Outros pontos importantes do centro histórico passam pela mesma situação, como é caso da praça Dom Pedro II. Localizada em frente à sede da Prefeitura, a obra de requalificação iniciada em dezembro de 2019 está abandonada e sem operários trabalhando. O prazo de entrega do serviços que custou mais de R$ 1 milhão era de seis meses. A praça do Carmo, palco importante de manifestações culturais, também sofre com o descaso das obras incompletas. O espaço era para ter sido entregue reformado em agosto, mas até hoje a área permanece cercada e com o cronograma atrasado.
Michel Pinho recorda que existe grande importância e é dever de todos cuidar, preservar e respeitar o centro histórico da cidade, como forma de um planejamento maior do plano diretor da cidade. “Devemos entender como cidadãos que o gerenciamento de Belém precisa respeitar normas, e a luta pela preservação do patrimônio é uma destas questões. Falar de saneamento e de direito de moradia está relacionado diretamente com o centro histórico e suas casas e prédios. Enfim, a gestão é pela a cidade, portanto pelo patrimônio também”, defende.

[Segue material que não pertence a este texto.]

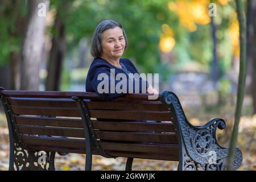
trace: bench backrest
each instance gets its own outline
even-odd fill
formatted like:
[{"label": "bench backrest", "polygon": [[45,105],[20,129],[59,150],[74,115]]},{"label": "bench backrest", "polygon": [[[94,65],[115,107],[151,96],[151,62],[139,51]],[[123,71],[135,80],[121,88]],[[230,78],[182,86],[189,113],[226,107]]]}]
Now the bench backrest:
[{"label": "bench backrest", "polygon": [[[175,113],[161,98],[149,100],[148,94],[129,94],[106,101],[88,92],[0,90],[0,94],[16,142],[31,150],[85,153],[82,114],[72,98],[76,97],[84,103],[90,127],[108,155],[179,160]],[[96,146],[92,153],[101,154]]]}]

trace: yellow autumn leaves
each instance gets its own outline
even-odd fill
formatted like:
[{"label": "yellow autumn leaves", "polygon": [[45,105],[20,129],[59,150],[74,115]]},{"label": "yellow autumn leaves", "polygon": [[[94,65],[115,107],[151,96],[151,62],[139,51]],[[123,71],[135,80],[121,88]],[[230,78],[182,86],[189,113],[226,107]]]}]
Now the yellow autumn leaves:
[{"label": "yellow autumn leaves", "polygon": [[[227,5],[230,0],[218,0],[221,6]],[[197,24],[207,24],[210,22],[209,16],[208,6],[209,0],[179,0],[170,2],[168,8],[176,13],[180,23],[188,31],[193,32],[197,30]],[[239,28],[237,21],[233,21],[229,28],[234,55],[239,54]],[[160,35],[159,48],[164,53],[171,52],[175,45],[174,31],[168,24],[162,26],[162,33]]]}]

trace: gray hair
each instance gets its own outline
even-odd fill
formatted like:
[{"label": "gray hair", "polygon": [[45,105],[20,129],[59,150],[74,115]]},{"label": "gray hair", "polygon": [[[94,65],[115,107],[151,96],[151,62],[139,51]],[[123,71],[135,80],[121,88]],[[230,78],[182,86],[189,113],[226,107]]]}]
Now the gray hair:
[{"label": "gray hair", "polygon": [[98,24],[93,32],[92,46],[90,47],[90,54],[93,57],[101,57],[102,54],[102,48],[101,47],[101,34],[106,30],[114,28],[116,27],[122,28],[126,43],[125,49],[127,48],[128,42],[127,40],[126,34],[125,34],[125,30],[122,24],[112,20],[104,20]]}]

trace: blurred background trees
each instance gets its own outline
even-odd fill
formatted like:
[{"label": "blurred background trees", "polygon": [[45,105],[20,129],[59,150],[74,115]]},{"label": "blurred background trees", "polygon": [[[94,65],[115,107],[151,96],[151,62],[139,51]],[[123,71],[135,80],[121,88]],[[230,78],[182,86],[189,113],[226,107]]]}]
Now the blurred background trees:
[{"label": "blurred background trees", "polygon": [[[248,143],[256,126],[256,0],[241,1],[247,30],[242,114],[254,117],[243,119],[253,126],[240,127],[238,143],[253,151],[248,159],[255,154]],[[93,31],[113,19],[127,36],[123,57],[140,72],[159,73],[159,91],[177,93],[190,121],[219,115],[231,129],[240,65],[236,9],[232,0],[0,0],[0,86],[85,91]],[[228,140],[230,131],[220,139]]]},{"label": "blurred background trees", "polygon": [[[85,91],[93,30],[101,20],[114,19],[123,24],[128,37],[123,57],[141,72],[159,73],[160,91],[189,93],[195,100],[194,90],[202,97],[217,90],[212,98],[218,104],[235,100],[240,49],[234,1],[32,1],[0,0],[0,85],[6,89]],[[255,1],[243,1],[249,28],[246,94],[250,106],[254,104],[252,114],[256,113]],[[40,20],[42,31],[28,40],[29,23],[34,20],[30,5],[47,2],[45,17],[32,15]],[[35,14],[42,10],[34,8]],[[209,16],[210,12],[215,14]],[[32,66],[26,63],[26,41],[40,49],[29,52]]]}]

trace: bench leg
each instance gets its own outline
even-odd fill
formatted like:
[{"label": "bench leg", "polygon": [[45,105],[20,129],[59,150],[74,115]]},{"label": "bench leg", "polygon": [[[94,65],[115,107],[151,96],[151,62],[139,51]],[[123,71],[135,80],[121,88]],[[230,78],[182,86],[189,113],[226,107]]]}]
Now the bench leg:
[{"label": "bench leg", "polygon": [[[242,160],[242,153],[238,148],[236,148],[233,163],[233,169],[236,169],[240,166]],[[178,170],[224,171],[226,169],[226,158],[214,160],[214,156],[212,156],[212,157],[209,158],[208,163],[203,164],[193,160],[185,152],[183,153],[182,161],[179,163]]]},{"label": "bench leg", "polygon": [[55,170],[55,152],[30,151],[24,149],[16,143],[13,147],[13,153],[10,154],[9,170]]},{"label": "bench leg", "polygon": [[127,158],[126,161],[126,166],[125,166],[125,171],[131,171],[133,167],[133,158]]}]

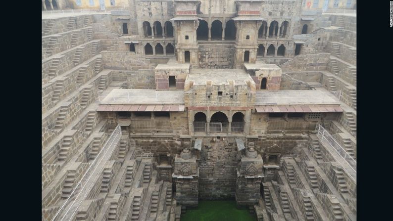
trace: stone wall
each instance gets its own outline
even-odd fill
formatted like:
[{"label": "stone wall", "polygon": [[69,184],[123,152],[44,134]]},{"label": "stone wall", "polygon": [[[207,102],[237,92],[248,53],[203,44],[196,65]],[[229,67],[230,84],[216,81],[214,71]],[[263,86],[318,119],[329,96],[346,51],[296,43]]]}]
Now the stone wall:
[{"label": "stone wall", "polygon": [[200,68],[233,68],[235,49],[233,44],[199,44]]}]

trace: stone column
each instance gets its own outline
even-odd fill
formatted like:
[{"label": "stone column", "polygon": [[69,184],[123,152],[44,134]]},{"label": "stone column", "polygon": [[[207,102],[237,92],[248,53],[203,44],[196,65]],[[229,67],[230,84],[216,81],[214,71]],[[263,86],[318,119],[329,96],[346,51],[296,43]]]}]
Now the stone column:
[{"label": "stone column", "polygon": [[210,33],[211,27],[207,26],[207,28],[209,29],[209,32],[207,33],[207,41],[211,41],[211,33]]},{"label": "stone column", "polygon": [[53,9],[53,5],[52,4],[52,0],[49,0],[49,3],[50,3],[50,10]]},{"label": "stone column", "polygon": [[44,6],[44,10],[45,11],[48,10],[47,9],[47,5],[45,4],[45,0],[42,0],[42,5]]}]

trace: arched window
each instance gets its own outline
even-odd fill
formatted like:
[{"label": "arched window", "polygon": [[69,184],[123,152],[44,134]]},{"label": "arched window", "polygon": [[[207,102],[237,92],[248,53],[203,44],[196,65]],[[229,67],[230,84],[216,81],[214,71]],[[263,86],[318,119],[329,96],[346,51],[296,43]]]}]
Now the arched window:
[{"label": "arched window", "polygon": [[235,21],[231,19],[225,24],[225,40],[234,40],[236,38],[236,27]]},{"label": "arched window", "polygon": [[151,36],[151,27],[150,26],[150,23],[148,21],[143,22],[143,32],[145,37],[147,38]]},{"label": "arched window", "polygon": [[285,47],[284,44],[281,44],[277,48],[277,56],[285,56]]},{"label": "arched window", "polygon": [[173,47],[173,45],[170,43],[168,43],[168,44],[165,46],[165,51],[167,55],[174,54],[175,53],[175,49]]},{"label": "arched window", "polygon": [[222,23],[219,20],[216,20],[211,23],[211,39],[221,40],[222,35]]},{"label": "arched window", "polygon": [[135,52],[135,44],[134,44],[134,43],[130,44],[130,51]]},{"label": "arched window", "polygon": [[266,21],[263,21],[262,22],[262,25],[258,30],[258,38],[261,39],[262,38],[266,38],[266,32],[267,32],[267,22]]},{"label": "arched window", "polygon": [[146,55],[150,55],[153,54],[153,47],[149,43],[147,43],[145,45],[145,54]]},{"label": "arched window", "polygon": [[270,44],[269,47],[267,48],[267,51],[266,51],[266,56],[274,56],[274,51],[276,50],[276,47],[274,45]]},{"label": "arched window", "polygon": [[288,26],[289,26],[289,22],[287,21],[284,21],[281,24],[281,27],[280,28],[280,36],[285,38],[287,36],[287,32],[288,30]]},{"label": "arched window", "polygon": [[190,63],[190,51],[186,50],[184,51],[184,62]]},{"label": "arched window", "polygon": [[153,32],[155,37],[162,37],[162,26],[161,25],[161,22],[156,21],[153,23]]},{"label": "arched window", "polygon": [[164,48],[159,43],[155,45],[155,54],[164,54]]},{"label": "arched window", "polygon": [[128,28],[127,27],[127,23],[123,23],[123,34],[124,35],[128,35]]},{"label": "arched window", "polygon": [[277,36],[278,32],[278,22],[277,21],[273,21],[270,23],[270,27],[269,28],[269,37]]},{"label": "arched window", "polygon": [[221,111],[216,112],[210,118],[210,132],[223,133],[228,132],[228,117]]},{"label": "arched window", "polygon": [[261,81],[261,90],[266,89],[267,85],[267,79],[266,79],[266,78],[262,78],[262,80]]},{"label": "arched window", "polygon": [[244,52],[244,62],[248,63],[249,61],[250,51],[246,50]]},{"label": "arched window", "polygon": [[194,115],[194,132],[204,132],[206,131],[206,115],[202,112],[198,112]]},{"label": "arched window", "polygon": [[258,49],[256,51],[257,56],[265,56],[265,47],[263,44],[259,44],[258,45]]},{"label": "arched window", "polygon": [[207,27],[207,22],[203,20],[199,20],[199,25],[196,29],[196,40],[207,40],[207,35],[209,32],[209,28]]},{"label": "arched window", "polygon": [[173,26],[172,25],[172,22],[167,21],[164,23],[164,31],[166,37],[173,37]]},{"label": "arched window", "polygon": [[232,122],[231,123],[231,131],[232,132],[243,132],[244,131],[244,114],[241,112],[236,112],[232,115]]},{"label": "arched window", "polygon": [[307,34],[307,28],[308,27],[306,24],[303,26],[303,28],[301,29],[301,34]]}]

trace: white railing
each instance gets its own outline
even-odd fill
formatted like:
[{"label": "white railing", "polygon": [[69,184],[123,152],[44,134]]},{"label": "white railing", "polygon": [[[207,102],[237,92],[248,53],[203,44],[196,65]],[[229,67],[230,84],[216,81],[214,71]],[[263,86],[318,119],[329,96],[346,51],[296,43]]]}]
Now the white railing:
[{"label": "white railing", "polygon": [[341,91],[318,90],[278,90],[255,92],[255,104],[277,104],[283,103],[337,103]]},{"label": "white railing", "polygon": [[241,133],[244,131],[244,122],[233,122],[231,123],[231,131],[232,132]]},{"label": "white railing", "polygon": [[171,122],[169,120],[137,120],[131,122],[131,129],[169,129]]},{"label": "white railing", "polygon": [[194,132],[206,132],[206,122],[204,121],[194,121]]},{"label": "white railing", "polygon": [[228,132],[228,122],[210,122],[210,132]]},{"label": "white railing", "polygon": [[[319,124],[317,124],[317,127],[315,128],[317,131],[317,137],[321,142],[321,143],[323,145],[324,147],[330,152],[332,155],[334,157],[337,154],[335,154],[334,153],[337,153],[341,157],[342,159],[336,159],[337,161],[341,165],[343,168],[345,170],[347,174],[352,178],[355,182],[356,181],[356,161],[354,160],[350,155],[348,154],[348,153],[342,147],[338,142],[335,139],[333,136],[326,131],[323,127]],[[335,157],[336,158],[336,157]],[[346,163],[346,165],[343,165],[342,163],[343,160],[344,160]],[[349,166],[349,167],[346,166]]]},{"label": "white railing", "polygon": [[91,190],[102,173],[103,164],[109,160],[115,148],[120,141],[121,129],[120,125],[115,129],[102,148],[92,162],[81,180],[75,186],[70,196],[52,220],[52,221],[70,221],[78,208]]},{"label": "white railing", "polygon": [[145,103],[150,102],[182,101],[184,100],[184,91],[181,90],[168,90],[164,91],[150,89],[128,90],[124,89],[113,89],[111,91],[98,92],[98,100],[100,103],[135,102],[140,101]]}]

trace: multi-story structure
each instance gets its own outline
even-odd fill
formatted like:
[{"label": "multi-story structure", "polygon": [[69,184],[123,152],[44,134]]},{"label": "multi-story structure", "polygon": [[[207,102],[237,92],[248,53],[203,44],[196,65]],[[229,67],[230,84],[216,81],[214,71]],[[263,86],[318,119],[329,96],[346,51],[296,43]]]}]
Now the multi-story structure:
[{"label": "multi-story structure", "polygon": [[43,220],[356,219],[355,15],[127,3],[43,17]]}]

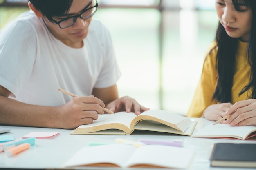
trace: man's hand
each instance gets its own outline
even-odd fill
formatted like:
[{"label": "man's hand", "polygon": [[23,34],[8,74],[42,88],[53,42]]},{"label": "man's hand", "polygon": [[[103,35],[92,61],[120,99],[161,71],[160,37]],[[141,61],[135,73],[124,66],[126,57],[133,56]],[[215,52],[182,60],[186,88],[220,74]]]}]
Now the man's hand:
[{"label": "man's hand", "polygon": [[144,111],[148,110],[149,108],[141,106],[134,99],[128,96],[124,96],[114,100],[108,104],[107,108],[118,112],[126,111],[127,113],[133,112],[139,115]]}]

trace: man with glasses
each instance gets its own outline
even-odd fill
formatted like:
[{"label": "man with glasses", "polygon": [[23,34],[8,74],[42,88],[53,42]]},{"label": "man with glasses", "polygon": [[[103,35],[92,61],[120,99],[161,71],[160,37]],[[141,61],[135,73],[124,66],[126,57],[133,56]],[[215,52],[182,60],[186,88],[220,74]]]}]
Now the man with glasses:
[{"label": "man with glasses", "polygon": [[72,129],[92,123],[104,107],[137,115],[149,109],[119,98],[110,36],[92,20],[96,0],[28,5],[0,32],[0,124]]}]

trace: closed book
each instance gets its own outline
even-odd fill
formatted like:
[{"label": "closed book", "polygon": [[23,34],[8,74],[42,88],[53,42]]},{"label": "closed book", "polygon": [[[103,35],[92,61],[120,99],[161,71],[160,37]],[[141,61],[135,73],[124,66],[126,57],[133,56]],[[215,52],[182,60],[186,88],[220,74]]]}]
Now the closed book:
[{"label": "closed book", "polygon": [[256,168],[256,144],[216,143],[210,160],[211,166]]}]

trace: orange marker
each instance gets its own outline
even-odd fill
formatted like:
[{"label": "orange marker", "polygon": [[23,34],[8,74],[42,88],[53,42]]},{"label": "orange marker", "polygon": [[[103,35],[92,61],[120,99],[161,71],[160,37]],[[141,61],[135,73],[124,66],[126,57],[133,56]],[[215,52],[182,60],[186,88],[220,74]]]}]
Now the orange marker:
[{"label": "orange marker", "polygon": [[30,144],[25,143],[8,150],[6,151],[6,155],[8,157],[11,157],[15,155],[17,155],[23,151],[27,150],[29,148],[30,148]]}]

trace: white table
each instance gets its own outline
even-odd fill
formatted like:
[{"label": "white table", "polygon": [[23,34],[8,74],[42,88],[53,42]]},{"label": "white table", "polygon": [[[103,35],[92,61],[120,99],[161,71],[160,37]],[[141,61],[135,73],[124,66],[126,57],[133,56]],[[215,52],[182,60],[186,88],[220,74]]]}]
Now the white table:
[{"label": "white table", "polygon": [[[198,121],[194,133],[201,129],[209,123],[213,122],[203,118],[191,119]],[[16,139],[32,132],[55,132],[60,135],[52,139],[36,139],[36,145],[31,146],[27,150],[11,157],[8,157],[4,152],[0,153],[0,170],[20,169],[60,169],[63,168],[63,165],[70,157],[80,148],[88,146],[90,142],[106,142],[115,143],[115,139],[123,138],[128,140],[137,141],[142,138],[159,139],[183,140],[184,147],[194,149],[196,154],[189,170],[230,170],[234,168],[216,168],[210,166],[209,158],[213,146],[215,143],[256,143],[256,138],[245,141],[214,139],[193,138],[191,137],[153,132],[147,131],[135,131],[130,135],[70,135],[70,130],[52,129],[20,126],[1,126],[11,129],[8,133],[0,135],[12,134]],[[227,150],[227,152],[228,152]],[[171,154],[171,153],[170,153]],[[90,153],[88,153],[90,154]],[[100,156],[100,153],[99,153]],[[113,168],[77,167],[75,169],[113,170],[124,169]],[[143,169],[132,168],[130,170]],[[163,168],[159,169],[164,170]],[[236,170],[244,168],[236,168]],[[247,168],[247,170],[255,170]]]}]

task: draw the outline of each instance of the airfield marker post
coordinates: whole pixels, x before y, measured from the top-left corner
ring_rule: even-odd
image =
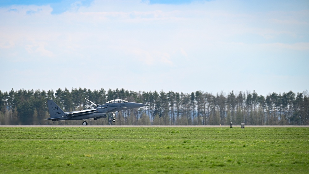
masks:
[[[240,123],[240,125],[241,125],[242,128],[245,128],[245,123]]]

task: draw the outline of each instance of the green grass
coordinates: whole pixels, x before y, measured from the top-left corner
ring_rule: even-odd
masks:
[[[0,127],[1,173],[307,173],[309,128]]]

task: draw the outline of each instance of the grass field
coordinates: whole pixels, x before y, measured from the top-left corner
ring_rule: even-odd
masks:
[[[309,128],[0,127],[0,173],[300,173]]]

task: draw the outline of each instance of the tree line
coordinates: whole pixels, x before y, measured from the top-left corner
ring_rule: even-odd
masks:
[[[253,91],[223,91],[214,95],[200,91],[191,93],[161,91],[138,92],[122,88],[107,91],[86,88],[58,89],[46,91],[24,89],[0,91],[1,125],[80,125],[80,121],[53,121],[46,101],[55,99],[65,112],[87,108],[91,105],[83,97],[103,104],[115,99],[141,103],[147,106],[117,112],[114,125],[309,125],[309,99],[307,90],[291,91],[266,97]],[[111,117],[111,114],[108,114]],[[94,121],[91,125],[108,125],[108,119]]]

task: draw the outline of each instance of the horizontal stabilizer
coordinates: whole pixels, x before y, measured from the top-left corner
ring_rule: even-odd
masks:
[[[53,117],[52,118],[51,117],[50,118],[46,118],[45,119],[45,120],[53,120],[54,119],[57,119],[58,118],[61,118],[62,117]]]

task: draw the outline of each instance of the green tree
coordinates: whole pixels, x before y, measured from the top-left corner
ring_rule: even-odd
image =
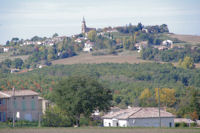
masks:
[[[88,39],[90,39],[90,41],[94,42],[96,40],[96,36],[97,36],[97,32],[95,30],[89,31]]]
[[[57,37],[57,36],[58,36],[58,33],[54,33],[52,37],[54,38],[54,37]]]
[[[19,68],[21,69],[22,65],[24,64],[24,61],[21,59],[21,58],[16,58],[14,59],[14,61],[12,62],[12,65],[15,67],[15,68]]]
[[[185,69],[195,68],[193,59],[188,56],[186,56],[183,61],[179,60],[179,66]]]
[[[42,117],[42,124],[47,127],[69,127],[72,126],[72,121],[57,106],[49,107]]]
[[[80,116],[89,117],[95,110],[106,111],[111,105],[111,91],[95,79],[72,76],[61,80],[53,91],[55,103],[79,126]]]
[[[189,87],[181,97],[178,107],[178,116],[190,117],[193,120],[200,118],[200,91]]]
[[[12,60],[10,60],[10,59],[5,59],[2,63],[5,64],[8,68],[10,68],[10,66],[11,66],[11,64],[12,64]]]

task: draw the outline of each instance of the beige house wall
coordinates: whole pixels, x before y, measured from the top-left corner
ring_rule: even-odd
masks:
[[[13,113],[16,120],[39,120],[39,115],[42,115],[42,109],[39,106],[38,96],[15,96],[8,100],[7,116],[12,119]],[[16,106],[14,106],[14,102]],[[32,108],[34,102],[34,108]],[[24,105],[23,105],[24,104]],[[25,108],[24,108],[25,106]],[[17,117],[19,116],[19,117]]]

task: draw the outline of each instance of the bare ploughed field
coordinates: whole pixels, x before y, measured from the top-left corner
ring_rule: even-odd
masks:
[[[200,133],[200,129],[159,128],[17,128],[0,129],[0,133]]]

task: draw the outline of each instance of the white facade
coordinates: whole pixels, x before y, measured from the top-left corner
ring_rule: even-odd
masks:
[[[171,45],[173,45],[173,41],[171,41],[171,40],[165,40],[165,41],[162,42],[162,45],[171,46]]]
[[[8,51],[9,51],[9,48],[6,48],[6,47],[3,48],[3,52],[8,52]]]
[[[160,110],[161,126],[174,127],[174,115]],[[159,127],[159,111],[157,108],[132,107],[109,112],[103,117],[104,127]]]
[[[159,127],[159,118],[103,119],[104,127]],[[162,127],[174,127],[174,118],[161,118]]]
[[[84,48],[83,48],[83,51],[85,51],[85,52],[90,52],[90,51],[92,51],[92,49],[93,49],[93,43],[92,42],[86,42],[85,43],[85,46],[84,46]]]

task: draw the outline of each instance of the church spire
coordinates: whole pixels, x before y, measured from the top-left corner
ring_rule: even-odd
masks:
[[[85,23],[85,17],[83,16],[83,21],[82,22],[84,22]]]
[[[81,31],[82,31],[82,33],[85,33],[86,32],[86,23],[85,23],[85,18],[84,18],[84,16],[83,16],[83,21],[82,21],[82,27],[81,27]]]

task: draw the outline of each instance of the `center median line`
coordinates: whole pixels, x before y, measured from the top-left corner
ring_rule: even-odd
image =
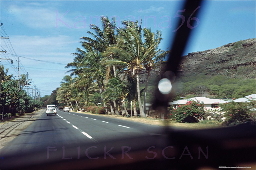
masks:
[[[130,127],[128,127],[128,126],[123,126],[122,125],[118,125],[118,126],[121,126],[122,127],[126,127],[127,128],[128,128],[129,129],[130,128]]]

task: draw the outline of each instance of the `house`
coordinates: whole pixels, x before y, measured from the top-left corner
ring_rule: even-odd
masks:
[[[256,100],[256,94],[253,94],[245,97],[240,98],[234,100],[236,102],[248,102],[251,100]]]
[[[233,101],[236,102],[248,102],[250,99],[255,100],[256,94],[252,94],[243,97],[235,99]],[[175,108],[177,108],[179,105],[185,104],[189,100],[198,101],[202,102],[207,109],[219,110],[218,104],[228,102],[232,99],[209,99],[204,97],[192,97],[188,99],[183,99],[178,100],[175,100],[169,102],[168,104],[170,105],[172,105]]]

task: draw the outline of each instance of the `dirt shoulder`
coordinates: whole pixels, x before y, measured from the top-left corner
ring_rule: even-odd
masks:
[[[147,124],[156,126],[168,126],[170,127],[190,130],[224,127],[223,126],[222,126],[221,125],[220,123],[219,123],[217,121],[214,122],[213,121],[212,122],[209,121],[206,123],[183,123],[174,122],[169,119],[164,119],[163,121],[162,119],[155,119],[150,117],[145,118],[139,117],[137,116],[133,116],[132,117],[127,117],[126,116],[123,117],[122,115],[100,114],[93,114],[90,112],[76,112],[80,113],[84,113],[89,114],[98,115],[101,116],[106,116],[110,117],[113,117],[115,119],[120,119],[124,120],[136,122]]]
[[[0,149],[12,140],[36,120],[45,111],[45,109],[25,113],[0,122]]]

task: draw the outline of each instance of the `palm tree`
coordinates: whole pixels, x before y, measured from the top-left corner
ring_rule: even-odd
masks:
[[[69,102],[72,109],[74,110],[74,108],[71,103],[70,97],[72,96],[72,88],[71,86],[74,83],[73,80],[70,76],[66,75],[62,79],[62,81],[61,82],[61,87],[58,90],[60,91],[62,93],[66,94],[68,101]]]
[[[127,70],[132,72],[137,81],[137,93],[140,111],[141,116],[146,117],[142,109],[140,93],[139,72],[143,68],[145,57],[143,53],[143,44],[141,40],[141,22],[139,25],[138,21],[134,22],[125,21],[122,24],[124,28],[118,30],[119,41],[116,46],[112,46],[108,50],[118,54],[119,60],[109,60],[105,63],[122,63],[126,64]]]
[[[1,65],[1,69],[0,70],[0,74],[1,74],[1,83],[2,83],[5,81],[8,81],[11,80],[13,74],[10,74],[10,75],[7,75],[7,73],[8,73],[8,71],[9,69],[8,68],[7,68],[5,71],[4,71],[4,65]]]
[[[80,53],[75,54],[76,56],[76,58],[75,59],[77,59],[78,58],[79,59],[74,61],[74,62],[70,63],[67,66],[68,67],[71,66],[73,67],[74,66],[75,68],[74,70],[71,71],[75,71],[74,72],[76,72],[76,74],[77,74],[77,71],[75,71],[75,70],[77,69],[83,69],[83,72],[84,72],[85,70],[87,70],[87,71],[89,71],[89,69],[91,68],[88,67],[88,66],[85,67],[83,67],[82,66],[82,66],[81,65],[79,65],[80,63],[78,63],[80,62],[81,64],[82,64],[82,60],[83,60],[83,58],[86,56],[92,56],[92,55],[94,55],[99,57],[97,58],[97,60],[99,59],[100,60],[101,60],[103,58],[106,57],[107,56],[102,56],[101,55],[100,55],[100,54],[105,51],[106,48],[109,46],[116,44],[115,18],[112,18],[112,22],[110,21],[109,18],[108,18],[107,16],[106,16],[106,17],[102,17],[101,19],[102,23],[102,30],[96,25],[94,24],[91,24],[91,25],[90,28],[94,31],[95,33],[93,33],[90,31],[88,31],[87,33],[92,37],[92,38],[82,37],[81,38],[84,41],[81,41],[80,42],[82,43],[82,46],[86,49],[87,51],[86,53],[84,53],[83,51],[79,50]],[[89,54],[87,54],[88,53]],[[107,57],[110,58],[113,57],[113,56],[111,54],[110,54]],[[95,58],[94,57],[94,58]],[[83,60],[84,61],[86,60],[86,62],[88,63],[89,61],[87,59]],[[99,68],[98,64],[99,63],[99,62],[97,63],[97,65],[98,66],[96,66],[97,68]],[[93,65],[94,65],[93,66],[95,66],[95,65],[94,64],[94,63],[94,63]],[[89,64],[90,65],[91,65],[91,63],[89,63]],[[114,65],[113,65],[112,66],[113,68],[113,72],[114,75],[116,72],[115,68]],[[76,67],[77,68],[76,68]],[[101,82],[99,82],[99,81],[98,82],[98,83],[99,83],[98,84],[100,89],[100,92],[101,90],[102,91],[104,91],[104,86],[105,86],[108,83],[109,79],[112,76],[110,75],[111,72],[110,66],[107,66],[106,69],[105,73],[105,77],[104,77],[105,81],[102,81],[102,80],[100,80],[100,81],[102,81],[102,82],[105,82],[104,84],[101,84],[100,83]],[[103,90],[103,91],[102,89],[102,88]],[[113,114],[114,114],[114,112],[112,106],[110,104],[110,102],[108,102],[110,104],[111,113]],[[116,108],[115,101],[114,101],[113,102],[115,109]]]
[[[146,61],[144,66],[147,73],[144,91],[143,107],[143,111],[145,112],[146,96],[150,73],[155,69],[158,64],[158,62],[162,60],[169,51],[161,50],[159,49],[159,44],[163,39],[160,31],[157,30],[155,34],[151,32],[150,28],[146,28],[143,29],[143,31],[145,39],[143,53]],[[161,64],[161,62],[160,64]]]
[[[129,93],[128,85],[127,82],[122,81],[119,77],[116,76],[109,80],[106,91],[104,93],[107,98],[121,101],[120,106],[123,116],[128,114],[125,101],[127,95]]]

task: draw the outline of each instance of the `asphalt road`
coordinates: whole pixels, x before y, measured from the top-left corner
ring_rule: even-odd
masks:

Mesmo com vários monumentos e edificações históricas que foram desvalorizadas, negligenciadas e perdidas no tempo, o historiador ressalta que “é importante tentar descaracterizar a belle époque paraense apenas como a portadora dos prédios importantes de Belém”, visto que outros que ainda resistem aos anos também precisam ser preservados. “Temos edificações desde o século XVIII como a casa rosada que ainda está de pé, temos os sobrados construídos por Landi que ainda estão de pé, é preciso entender as várias camadas de Belém. Sem perceber que nossas ruas e casas são frutos de uma longa história restará apenas o pó”, afirma.
A Prefeitura de Belém foi procurada, mas não se manifestou sobre o assunto até o fechamento desta edição.